3. Number of experts used to establish the ground truth for the test set and the qualifications of those experts (e.g. radiologist with 10 years of experience)
Not applicable, as no human-subjects "test set" for clinical performance is described.
4. Adjudication method (e.g. 2+1, 3+1, none) for the test set
Not applicable, as no human-subjects "test set" for clinical performance is described.
5. If a multi reader multi case (MRMC) comparative effectiveness study was done, If so, what was the effect size of how much human readers improve with AI vs without AI assistance
Not applicable. This device is a biofeedback application, not an AI or imaging diagnostic tool that would typically involve MRMC studies or human reader improvement with AI assistance. It aids patients in modulating muscle activity.

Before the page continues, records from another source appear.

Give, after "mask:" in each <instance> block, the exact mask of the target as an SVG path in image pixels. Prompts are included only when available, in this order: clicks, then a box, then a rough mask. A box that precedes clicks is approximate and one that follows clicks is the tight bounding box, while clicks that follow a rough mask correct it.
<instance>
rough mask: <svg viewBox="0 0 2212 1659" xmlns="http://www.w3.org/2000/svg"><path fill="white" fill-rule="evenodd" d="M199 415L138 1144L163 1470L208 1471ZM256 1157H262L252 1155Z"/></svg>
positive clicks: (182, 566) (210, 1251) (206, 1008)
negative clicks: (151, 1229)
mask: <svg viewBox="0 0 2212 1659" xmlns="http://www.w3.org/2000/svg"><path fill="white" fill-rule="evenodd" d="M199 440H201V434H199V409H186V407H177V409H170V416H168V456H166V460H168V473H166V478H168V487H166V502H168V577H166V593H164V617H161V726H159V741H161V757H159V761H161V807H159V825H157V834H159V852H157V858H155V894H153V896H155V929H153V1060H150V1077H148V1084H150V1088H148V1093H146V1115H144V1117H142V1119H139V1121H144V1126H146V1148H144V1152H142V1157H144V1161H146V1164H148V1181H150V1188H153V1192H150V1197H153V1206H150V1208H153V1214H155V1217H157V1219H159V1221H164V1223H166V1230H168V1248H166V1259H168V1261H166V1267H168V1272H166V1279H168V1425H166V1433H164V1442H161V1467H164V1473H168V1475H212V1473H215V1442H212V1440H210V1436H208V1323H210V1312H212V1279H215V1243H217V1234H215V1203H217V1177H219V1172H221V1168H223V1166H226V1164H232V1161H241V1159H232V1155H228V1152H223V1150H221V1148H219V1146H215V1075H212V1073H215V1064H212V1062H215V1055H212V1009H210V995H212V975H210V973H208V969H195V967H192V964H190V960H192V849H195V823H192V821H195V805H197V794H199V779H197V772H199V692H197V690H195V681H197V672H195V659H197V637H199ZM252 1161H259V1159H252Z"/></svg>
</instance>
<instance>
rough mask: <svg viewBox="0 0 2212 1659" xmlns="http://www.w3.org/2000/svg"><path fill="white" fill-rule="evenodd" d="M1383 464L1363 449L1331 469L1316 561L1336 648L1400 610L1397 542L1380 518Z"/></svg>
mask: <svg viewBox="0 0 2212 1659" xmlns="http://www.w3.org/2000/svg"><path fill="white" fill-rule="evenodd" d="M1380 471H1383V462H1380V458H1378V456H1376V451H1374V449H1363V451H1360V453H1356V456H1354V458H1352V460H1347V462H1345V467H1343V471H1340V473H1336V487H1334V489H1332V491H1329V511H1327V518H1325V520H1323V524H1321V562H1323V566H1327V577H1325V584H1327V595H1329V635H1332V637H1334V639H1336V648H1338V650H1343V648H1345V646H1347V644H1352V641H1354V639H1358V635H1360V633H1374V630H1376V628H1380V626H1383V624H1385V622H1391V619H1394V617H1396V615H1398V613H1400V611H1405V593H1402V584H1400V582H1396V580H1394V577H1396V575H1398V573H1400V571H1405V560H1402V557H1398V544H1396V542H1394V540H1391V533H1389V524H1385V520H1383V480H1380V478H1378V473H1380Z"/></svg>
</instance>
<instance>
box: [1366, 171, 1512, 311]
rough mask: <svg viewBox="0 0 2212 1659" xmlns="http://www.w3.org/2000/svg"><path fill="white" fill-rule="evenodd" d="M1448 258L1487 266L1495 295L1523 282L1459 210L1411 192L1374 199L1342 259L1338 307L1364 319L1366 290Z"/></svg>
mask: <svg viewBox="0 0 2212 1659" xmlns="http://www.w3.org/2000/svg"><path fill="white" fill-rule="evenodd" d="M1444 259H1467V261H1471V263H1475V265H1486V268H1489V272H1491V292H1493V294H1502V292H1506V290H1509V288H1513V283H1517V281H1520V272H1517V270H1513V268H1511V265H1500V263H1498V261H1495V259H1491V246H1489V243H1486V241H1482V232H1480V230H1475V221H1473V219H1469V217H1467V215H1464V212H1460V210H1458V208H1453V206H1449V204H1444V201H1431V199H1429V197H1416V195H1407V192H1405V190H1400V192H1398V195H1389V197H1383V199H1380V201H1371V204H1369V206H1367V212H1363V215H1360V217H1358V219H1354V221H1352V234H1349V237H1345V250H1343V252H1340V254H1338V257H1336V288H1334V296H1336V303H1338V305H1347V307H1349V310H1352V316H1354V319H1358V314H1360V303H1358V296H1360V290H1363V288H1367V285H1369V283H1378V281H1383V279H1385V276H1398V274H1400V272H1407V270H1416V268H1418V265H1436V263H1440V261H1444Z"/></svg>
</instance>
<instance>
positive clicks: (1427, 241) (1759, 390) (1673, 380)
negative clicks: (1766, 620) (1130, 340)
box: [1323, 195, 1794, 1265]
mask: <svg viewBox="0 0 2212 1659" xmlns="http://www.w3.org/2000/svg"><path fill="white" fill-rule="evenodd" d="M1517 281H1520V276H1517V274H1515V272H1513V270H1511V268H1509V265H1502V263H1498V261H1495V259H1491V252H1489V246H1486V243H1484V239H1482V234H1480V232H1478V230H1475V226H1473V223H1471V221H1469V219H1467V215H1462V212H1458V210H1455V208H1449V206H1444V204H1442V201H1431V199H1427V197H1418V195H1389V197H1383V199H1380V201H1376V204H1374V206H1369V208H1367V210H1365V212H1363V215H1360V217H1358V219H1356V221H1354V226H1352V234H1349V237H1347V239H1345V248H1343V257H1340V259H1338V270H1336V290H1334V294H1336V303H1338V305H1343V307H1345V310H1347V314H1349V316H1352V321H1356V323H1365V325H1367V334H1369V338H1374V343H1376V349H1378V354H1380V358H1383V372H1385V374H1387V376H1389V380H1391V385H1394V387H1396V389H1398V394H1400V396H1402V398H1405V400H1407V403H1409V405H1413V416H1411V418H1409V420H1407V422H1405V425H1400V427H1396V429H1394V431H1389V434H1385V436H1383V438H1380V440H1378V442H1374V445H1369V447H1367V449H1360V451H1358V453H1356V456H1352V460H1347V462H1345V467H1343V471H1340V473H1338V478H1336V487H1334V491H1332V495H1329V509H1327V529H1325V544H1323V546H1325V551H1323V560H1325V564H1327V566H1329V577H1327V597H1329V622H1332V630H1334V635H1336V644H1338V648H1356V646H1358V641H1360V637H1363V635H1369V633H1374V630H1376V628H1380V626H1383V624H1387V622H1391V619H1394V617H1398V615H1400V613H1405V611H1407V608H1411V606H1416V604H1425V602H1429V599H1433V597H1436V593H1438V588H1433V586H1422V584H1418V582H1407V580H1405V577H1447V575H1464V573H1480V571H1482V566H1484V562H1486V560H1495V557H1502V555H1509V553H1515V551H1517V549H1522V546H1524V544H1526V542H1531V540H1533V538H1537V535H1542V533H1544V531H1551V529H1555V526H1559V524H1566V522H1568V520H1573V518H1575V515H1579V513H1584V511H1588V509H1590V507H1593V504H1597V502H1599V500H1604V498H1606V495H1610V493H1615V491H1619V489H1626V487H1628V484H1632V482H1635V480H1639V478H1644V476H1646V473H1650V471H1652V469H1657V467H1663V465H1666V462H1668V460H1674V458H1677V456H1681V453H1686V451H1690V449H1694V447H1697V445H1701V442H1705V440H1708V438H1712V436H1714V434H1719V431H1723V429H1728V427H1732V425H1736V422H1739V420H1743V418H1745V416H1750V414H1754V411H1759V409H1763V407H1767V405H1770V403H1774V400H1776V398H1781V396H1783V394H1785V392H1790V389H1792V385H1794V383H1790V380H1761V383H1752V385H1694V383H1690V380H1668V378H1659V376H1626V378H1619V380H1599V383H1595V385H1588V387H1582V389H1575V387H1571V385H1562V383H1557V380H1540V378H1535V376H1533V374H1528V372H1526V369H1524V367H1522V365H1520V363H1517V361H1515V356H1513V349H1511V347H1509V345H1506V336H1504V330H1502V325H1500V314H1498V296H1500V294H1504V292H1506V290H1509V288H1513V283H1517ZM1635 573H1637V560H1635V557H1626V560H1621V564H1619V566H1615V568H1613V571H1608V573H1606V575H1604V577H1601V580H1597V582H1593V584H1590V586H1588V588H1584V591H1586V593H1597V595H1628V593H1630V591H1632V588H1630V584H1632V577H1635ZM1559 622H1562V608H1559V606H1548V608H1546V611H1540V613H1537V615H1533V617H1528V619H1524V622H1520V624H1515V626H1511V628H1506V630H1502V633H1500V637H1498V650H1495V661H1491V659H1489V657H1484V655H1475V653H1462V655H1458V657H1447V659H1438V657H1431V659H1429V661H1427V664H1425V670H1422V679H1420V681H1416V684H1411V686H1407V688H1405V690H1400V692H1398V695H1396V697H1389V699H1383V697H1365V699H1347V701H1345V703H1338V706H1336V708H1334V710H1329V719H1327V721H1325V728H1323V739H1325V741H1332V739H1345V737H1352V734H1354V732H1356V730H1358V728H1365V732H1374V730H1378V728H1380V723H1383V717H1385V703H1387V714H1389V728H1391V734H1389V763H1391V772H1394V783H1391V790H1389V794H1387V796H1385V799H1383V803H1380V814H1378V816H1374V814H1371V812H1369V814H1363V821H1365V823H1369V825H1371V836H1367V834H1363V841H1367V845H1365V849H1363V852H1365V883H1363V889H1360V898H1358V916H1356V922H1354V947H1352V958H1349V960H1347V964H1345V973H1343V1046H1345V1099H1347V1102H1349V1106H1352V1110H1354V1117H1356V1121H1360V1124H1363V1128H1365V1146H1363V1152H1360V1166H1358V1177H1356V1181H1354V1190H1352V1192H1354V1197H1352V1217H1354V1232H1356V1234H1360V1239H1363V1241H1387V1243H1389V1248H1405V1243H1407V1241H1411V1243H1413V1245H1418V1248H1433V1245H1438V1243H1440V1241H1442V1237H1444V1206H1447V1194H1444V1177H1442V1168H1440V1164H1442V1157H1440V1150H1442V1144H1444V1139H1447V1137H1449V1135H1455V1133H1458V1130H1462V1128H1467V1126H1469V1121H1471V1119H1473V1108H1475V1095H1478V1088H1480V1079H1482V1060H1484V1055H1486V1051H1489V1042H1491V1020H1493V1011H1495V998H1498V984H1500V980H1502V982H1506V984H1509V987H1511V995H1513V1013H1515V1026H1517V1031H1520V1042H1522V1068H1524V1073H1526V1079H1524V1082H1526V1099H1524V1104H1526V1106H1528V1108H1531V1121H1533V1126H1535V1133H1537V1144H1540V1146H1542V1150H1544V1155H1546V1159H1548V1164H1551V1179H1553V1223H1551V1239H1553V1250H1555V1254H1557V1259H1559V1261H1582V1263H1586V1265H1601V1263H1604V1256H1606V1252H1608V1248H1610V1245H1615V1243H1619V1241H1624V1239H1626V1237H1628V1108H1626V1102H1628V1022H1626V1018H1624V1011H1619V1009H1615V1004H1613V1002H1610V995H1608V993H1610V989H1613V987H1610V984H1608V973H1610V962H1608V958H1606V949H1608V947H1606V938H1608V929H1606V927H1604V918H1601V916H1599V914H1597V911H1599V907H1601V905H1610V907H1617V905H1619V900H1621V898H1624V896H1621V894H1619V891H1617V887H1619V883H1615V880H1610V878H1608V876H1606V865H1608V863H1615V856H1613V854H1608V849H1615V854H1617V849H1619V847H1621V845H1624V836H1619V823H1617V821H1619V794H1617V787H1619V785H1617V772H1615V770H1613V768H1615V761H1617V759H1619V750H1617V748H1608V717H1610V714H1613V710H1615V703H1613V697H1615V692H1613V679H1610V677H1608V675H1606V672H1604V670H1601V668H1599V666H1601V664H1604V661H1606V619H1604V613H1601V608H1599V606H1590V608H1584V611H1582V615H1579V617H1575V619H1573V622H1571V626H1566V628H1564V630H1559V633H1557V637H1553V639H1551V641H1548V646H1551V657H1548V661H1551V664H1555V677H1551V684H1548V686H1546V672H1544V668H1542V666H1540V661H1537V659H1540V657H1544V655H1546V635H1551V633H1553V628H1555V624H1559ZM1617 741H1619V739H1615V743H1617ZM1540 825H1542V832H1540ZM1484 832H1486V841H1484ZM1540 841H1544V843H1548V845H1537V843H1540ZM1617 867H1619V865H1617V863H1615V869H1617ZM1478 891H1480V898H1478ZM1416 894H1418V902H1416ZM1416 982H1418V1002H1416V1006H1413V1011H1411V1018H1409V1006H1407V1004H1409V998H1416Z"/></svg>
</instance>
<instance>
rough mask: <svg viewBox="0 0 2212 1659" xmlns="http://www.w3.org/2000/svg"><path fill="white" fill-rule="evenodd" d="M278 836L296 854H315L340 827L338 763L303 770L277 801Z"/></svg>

6. If a standalone (i.e. algorithm only without human-in-the loop performance) was done
This is a biofeedback application designed for human-in-the-loop interaction (patient modulating muscles based on software display). The "in-vitro testing" mentioned would be analogous to standalone testing, focusing on the software's ability to accurately process sensor data and display it, but not against clinical outcomes or diagnoses.
7. The type of ground truth used (expert consensus, pathology, outcomes data, etc.)
Not specified, as the testing was in-vitro. For in-vitro testing, the "ground truth" would likely be known electrical or physiological signals generated by testing equipment, or calibrated sensor inputs, to verify the system accurately acquires and displays data.
8. The sample size for the training set
Not applicable. This document describes a traditional medical device submission, not a machine learning or AI algorithm where a "training set" would be explicitly used in the context of model development.
9. How the ground truth for the training set was established
Not applicable, as no "training set" is mentioned in the context of machine learning.
Summary of the study that proves the device meets the acceptance criteria (based on the provided text):
The device's acceptance was based on in-vitro testing to confirm it met its "design and performance requirements" and was "substantially equivalent" to predicate devices. The nature of these "design and performance requirements" is not detailed beyond implying that the device functions as intended for acquiring and displaying biofeedback data. The 510(k) submission largely relies on demonstrating that the new device does not raise new questions of safety or effectiveness compared to devices already on the market with similar technological characteristics and intended uses. No clinical performance study against specific, quantified acceptance criteria (like accuracy, sensitivity, specificity) is described.